私のような近代主義で凝り固まった寄る辺なき無神論者の孤独の魂は、はてどこへ・・・。
戯れ言はともかく、十字架のお話です。
相欠きが一般的な十字架
一般には、ただ縦、横の部材を直交させるため、〈相欠き〉にて構成するものが多いようです
(右は「十字架 木製」で画像検索した結果です)。
ただ私が作るのであれば、それじゃつまらないだろうと、縦横、それぞれの断面を〈兜巾〉に面取りし、この状態で交叉させようと考えたのです。
面取りによる立体感が生まれ、ここに光があたれば陰影を生じ、豊かな造形美が生まれますからね。
ただ、この〈兜巾面〉での直交ですが、〈兜巾組〉と呼ばれ、建具や在来構法の建築などで使われることもありますが、その仕口加工は簡単ではありません。
なぜなら、幅の1/2づつを面取りするのが兜巾であり、その結果、面腰による〈十字相欠き〉のような平面は残りません。
平面が残らないということは、相欠きという構造にはなりませんが、兜巾組はこのあり得ない組手を可能ならしむる裏技があるというわけです。

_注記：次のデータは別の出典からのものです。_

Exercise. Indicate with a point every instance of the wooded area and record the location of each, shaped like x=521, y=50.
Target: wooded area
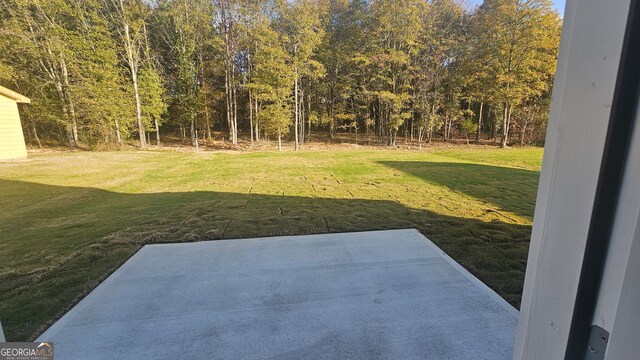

今回、私もこれにトライしてみたのですが、建築に用いられる針葉樹とは異なり、メッチャ硬質のマホガニーでは巧くいきませんでした。破断してしまうのです。
(建築や建具での兜巾組については動画も含めいくつもの情報がネット上にありますので、そちらを参照してください)
そこでいろいろと考えを巡らせ…、ある別の手法により何とかモノにしました。
いろいろな仕口が考えられるでしょうが、必須の条件の一つとして、構造的な強度、堅牢性が確保されねばならず、そこがキモですね。
結局、今回は縦棒の交叉部内部で横棒を枘で抱き合わせ、噛ますカタチにしました。
枘で噛み合わせていますので、物理的堅牢性はかなり高いと考えて良いでしょう。
加工のポイント

縦棒の剣先の作り方ですが、美しく、高精度に、かつ安全に行うには、傾斜盤で剣先のカッターを使い、切削するのが良いのですが、
ただこの場合はカッター径が大き過ぎ、求められる最上部への剣先切削に留まらず、下部へと切れ込んでしまうため、この方法は使えません。
したがって、刃径の小さなものが必須になり、結論的には求められる刃径(棒の幅<)を持つルータービットでの加工が望ましいと言う事になります。
ただ、ここでも過剰な切削は抑えねばならず、深い切れ込みはできず、先端がやっと届く範囲に留め、残りは手ノミ切削をも加味した加工になります。
高精度のビット成型による切削が施されていれば、そこを基準にノミを当てれば良く、難易度は大きく低減され、安心した切削ができますね。
後は厚み方向の中央部に横棒の枘が入ってくる部分の枘穴の開孔だけです。
横棒の剣先の方は傾斜盤に取り付ける〈留めジグ〉で容易に作れます。
ただ剣先の下にくる枘の胴付きと、剣先側の位置関係を高い精度で行うことがキモになります。
1本の棒を中央で切断し、ここに剣先と枘を作っていきます。
テキストで説明するのはかったるいので、上の画像をご覧いただければ、縦横、接合部の関係性が理解できるかと思います。
縦横、剣先と枘加工を終えれば、〈兜巾面〉を取り、
この〈兜巾面〉に合わせ、端末、木口部4ヶ所のの面を落とします。
以上です。

なお、今回は縦横、幅は1寸ほどのものでしたが、もっと大きなものとなれば、ルータービットでの加工は無理になりますので、別の手法を取らざるを得なくなります。
大きなものとなれば、逆に傾斜盤での剣先カッターが使えるかもしれません。
手鋸で剣先を加工できれば良いのですが、先っぽは手鋸でもできない相談になり、
手ノミなどを駆使しながらの加工になるでしょう。
ともかくも、高精度に加工されねばならない、こうしたプロセスは、様々な手法を動員するためには、思考を柔軟にしつつ、考え抜くことですね。
今回、兜巾組での十字交差は巧くいきませんでしたが、
次回、マホガニー同様に硬質ではあるものの、靱性がかなり高いブラックウォールナットでチャレンジしてみようかと思案。